Third-party experiment monitoring
SuperGradients supports out-of-the-box Weights & Biases (wandb) and ClearML. You can also inherit from our base class to integrate any monitoring tool with minimal code change.
Tensorboard
requirements: None
Tensorboard is natively integrated into the training and validation steps.
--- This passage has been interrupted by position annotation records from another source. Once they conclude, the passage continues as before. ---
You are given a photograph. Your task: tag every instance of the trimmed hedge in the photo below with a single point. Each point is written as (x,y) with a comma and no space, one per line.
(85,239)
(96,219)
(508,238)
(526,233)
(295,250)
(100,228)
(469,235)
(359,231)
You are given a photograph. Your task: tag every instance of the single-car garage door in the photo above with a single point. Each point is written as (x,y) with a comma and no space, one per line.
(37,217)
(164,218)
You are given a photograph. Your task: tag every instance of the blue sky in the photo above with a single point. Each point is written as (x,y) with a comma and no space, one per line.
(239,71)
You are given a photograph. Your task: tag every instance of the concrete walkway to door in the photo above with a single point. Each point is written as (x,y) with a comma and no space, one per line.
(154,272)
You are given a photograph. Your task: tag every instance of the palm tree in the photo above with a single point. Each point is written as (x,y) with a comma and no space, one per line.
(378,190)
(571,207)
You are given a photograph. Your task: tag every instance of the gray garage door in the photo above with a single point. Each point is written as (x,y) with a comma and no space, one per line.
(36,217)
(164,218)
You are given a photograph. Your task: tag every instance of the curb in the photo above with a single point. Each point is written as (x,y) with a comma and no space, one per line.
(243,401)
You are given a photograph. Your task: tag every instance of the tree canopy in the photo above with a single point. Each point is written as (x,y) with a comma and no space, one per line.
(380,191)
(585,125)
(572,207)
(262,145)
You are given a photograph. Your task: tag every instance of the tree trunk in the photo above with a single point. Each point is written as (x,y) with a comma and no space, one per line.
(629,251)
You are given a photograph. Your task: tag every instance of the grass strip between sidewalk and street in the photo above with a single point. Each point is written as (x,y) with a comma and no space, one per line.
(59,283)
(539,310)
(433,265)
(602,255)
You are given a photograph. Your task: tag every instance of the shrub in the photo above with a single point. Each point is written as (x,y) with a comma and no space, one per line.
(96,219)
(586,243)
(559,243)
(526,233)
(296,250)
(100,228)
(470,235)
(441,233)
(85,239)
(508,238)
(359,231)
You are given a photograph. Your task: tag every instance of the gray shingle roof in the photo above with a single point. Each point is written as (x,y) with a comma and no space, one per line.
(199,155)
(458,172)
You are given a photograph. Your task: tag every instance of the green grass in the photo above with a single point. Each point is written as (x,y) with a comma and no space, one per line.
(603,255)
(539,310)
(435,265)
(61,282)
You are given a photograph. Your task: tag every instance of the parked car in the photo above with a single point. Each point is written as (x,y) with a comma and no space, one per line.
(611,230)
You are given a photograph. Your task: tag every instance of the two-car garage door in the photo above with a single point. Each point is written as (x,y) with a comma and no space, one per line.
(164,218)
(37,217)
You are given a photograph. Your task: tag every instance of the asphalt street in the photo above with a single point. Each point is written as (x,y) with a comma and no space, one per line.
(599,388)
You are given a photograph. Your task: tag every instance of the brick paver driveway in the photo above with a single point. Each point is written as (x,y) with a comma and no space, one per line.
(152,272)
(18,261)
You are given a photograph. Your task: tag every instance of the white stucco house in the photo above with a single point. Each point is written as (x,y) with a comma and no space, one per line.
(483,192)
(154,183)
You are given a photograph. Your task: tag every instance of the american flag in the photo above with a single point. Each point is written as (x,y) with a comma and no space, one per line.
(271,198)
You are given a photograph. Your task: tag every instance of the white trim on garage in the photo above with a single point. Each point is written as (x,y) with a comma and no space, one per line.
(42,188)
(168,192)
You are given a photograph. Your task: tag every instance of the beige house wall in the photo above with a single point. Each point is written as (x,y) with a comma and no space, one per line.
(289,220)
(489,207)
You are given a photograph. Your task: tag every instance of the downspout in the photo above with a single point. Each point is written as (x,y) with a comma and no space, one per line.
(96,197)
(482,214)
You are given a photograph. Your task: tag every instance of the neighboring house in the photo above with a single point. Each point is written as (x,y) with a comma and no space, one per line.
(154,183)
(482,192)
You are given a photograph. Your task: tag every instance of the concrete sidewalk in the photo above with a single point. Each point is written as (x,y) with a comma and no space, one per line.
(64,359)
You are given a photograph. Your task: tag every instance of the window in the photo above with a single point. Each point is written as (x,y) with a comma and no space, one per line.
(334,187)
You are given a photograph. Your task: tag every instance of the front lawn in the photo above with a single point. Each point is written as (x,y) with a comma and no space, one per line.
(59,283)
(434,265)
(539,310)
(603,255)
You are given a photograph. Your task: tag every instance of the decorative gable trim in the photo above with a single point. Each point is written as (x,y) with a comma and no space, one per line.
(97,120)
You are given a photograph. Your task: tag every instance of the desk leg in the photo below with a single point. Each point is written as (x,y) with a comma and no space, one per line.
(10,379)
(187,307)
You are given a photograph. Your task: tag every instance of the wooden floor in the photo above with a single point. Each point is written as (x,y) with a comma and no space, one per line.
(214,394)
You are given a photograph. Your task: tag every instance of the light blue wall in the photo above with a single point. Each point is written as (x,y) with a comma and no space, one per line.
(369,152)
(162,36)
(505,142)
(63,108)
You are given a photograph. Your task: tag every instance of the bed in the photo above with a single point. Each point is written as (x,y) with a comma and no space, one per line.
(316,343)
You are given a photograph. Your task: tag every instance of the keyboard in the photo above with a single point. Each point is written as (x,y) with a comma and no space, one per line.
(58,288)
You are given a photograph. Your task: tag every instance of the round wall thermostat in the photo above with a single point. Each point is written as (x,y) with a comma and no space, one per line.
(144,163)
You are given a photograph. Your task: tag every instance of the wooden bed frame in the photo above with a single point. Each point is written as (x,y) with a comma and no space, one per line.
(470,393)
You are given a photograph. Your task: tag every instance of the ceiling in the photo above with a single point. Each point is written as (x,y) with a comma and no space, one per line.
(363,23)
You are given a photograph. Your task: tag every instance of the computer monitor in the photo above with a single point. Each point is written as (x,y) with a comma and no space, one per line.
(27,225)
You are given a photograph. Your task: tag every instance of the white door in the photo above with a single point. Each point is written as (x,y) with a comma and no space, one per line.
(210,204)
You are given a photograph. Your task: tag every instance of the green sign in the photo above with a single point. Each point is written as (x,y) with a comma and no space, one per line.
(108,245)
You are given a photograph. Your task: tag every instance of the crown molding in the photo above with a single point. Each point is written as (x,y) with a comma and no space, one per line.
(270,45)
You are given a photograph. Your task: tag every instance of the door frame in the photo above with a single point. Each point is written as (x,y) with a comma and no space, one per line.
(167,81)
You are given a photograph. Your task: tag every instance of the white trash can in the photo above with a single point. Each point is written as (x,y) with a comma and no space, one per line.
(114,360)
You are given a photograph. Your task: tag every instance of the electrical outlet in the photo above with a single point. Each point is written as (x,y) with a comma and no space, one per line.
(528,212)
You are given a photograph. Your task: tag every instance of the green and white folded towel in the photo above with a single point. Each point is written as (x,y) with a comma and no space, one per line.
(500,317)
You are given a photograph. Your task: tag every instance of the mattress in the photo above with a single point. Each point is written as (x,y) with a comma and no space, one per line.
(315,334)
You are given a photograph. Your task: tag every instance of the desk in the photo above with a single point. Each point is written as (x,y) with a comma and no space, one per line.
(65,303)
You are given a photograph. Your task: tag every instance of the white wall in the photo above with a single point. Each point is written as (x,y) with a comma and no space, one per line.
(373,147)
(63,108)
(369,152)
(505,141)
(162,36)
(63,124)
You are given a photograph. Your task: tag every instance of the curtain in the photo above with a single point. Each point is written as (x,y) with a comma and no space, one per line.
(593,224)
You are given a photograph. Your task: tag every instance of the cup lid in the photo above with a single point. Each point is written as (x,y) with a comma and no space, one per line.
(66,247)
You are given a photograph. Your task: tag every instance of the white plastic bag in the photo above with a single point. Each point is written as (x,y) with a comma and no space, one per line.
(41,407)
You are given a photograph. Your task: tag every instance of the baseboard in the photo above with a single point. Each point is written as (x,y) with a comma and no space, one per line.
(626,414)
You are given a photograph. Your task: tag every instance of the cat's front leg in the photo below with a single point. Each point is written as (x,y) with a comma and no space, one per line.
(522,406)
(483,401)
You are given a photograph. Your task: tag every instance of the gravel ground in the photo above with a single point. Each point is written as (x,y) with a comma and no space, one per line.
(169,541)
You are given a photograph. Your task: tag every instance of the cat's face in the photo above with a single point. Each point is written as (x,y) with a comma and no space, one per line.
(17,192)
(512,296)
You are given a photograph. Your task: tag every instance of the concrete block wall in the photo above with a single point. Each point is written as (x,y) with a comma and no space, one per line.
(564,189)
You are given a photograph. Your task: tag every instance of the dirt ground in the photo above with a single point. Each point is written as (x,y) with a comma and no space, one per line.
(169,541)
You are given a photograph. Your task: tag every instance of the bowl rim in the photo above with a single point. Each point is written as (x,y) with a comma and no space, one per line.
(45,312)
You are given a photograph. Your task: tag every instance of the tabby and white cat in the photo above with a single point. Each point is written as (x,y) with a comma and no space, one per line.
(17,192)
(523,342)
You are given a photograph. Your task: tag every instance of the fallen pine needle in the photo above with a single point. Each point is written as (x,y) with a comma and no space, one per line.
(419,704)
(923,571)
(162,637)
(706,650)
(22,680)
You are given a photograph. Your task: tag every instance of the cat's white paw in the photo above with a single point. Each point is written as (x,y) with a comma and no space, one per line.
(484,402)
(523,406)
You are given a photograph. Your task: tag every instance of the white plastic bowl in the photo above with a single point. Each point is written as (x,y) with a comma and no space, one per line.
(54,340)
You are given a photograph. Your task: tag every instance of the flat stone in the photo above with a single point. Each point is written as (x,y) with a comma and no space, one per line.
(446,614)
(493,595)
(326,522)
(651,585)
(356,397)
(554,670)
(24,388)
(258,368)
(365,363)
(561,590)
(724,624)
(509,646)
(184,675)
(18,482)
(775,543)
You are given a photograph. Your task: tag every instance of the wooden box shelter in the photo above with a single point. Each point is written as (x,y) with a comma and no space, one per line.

You can find how to use it in this section.
Weights & Biases
requirements:
- Install wandb
- Set up wandb according to the official documentation
- Make sure to login (You can check if you have a ~/.netrc
token)
- Adapt your code like in the following example
from super_gradients import Trainer
trainer = Trainer("experiment_name")
model = ...
training_params = {
... # Your training params
"sg_logger": "wandb_sg_logger", # Weights&Biases Logger, see class super_gradients.common.sg_loggers.wandb_sg_logger.WandBSGLogger for details
"sg_logger_params": # Params that will be passes to __init__ of the logger super_gradients.common.sg_loggers.wandb_sg_logger.WandBSGLogger
{
"project_name": "project_name", # W&B project name
"save_checkpoints_remote": True,
"save_tensorboard_remote": True,
"save_logs_remote": True,
"entity": "<YOUR-ENTITY-NAME>", # username or team name where you're sending runs
"api_server": "<OPTIONAL-WANDB-URL>" # Optional: In case your experiment tracking is not hosted at wandb servers
}
}
trainer.train(model=model, training_params=training_params, ...)
ClearML
requirements:
- Install clearml
- Set up CleaML according to the official documentation
- Adapt your code like in the following example
from super_gradients import Trainer
trainer = Trainer("experiment_name")
model = ...
training_params = {
... # Your training params
"sg_logger": "clearml_sg_logger", # ClearML Logger, see class super_gradients.common.sg_loggers.wandb_sg_logger.ClearMLSGLogger for details
"sg_logger_params": # Params that will be passes to __init__ of the logger super_gradients.common.sg_loggers.wandb_sg_logger.ClearMLSGLogger
{
"project_name": "project_name", # ClearML project name
"save_checkpoints_remote": True,
"save_tensorboard_remote": True,
"save_logs_remote": True,
}
}
trainer.train(model=model, training_params=training_params, ...)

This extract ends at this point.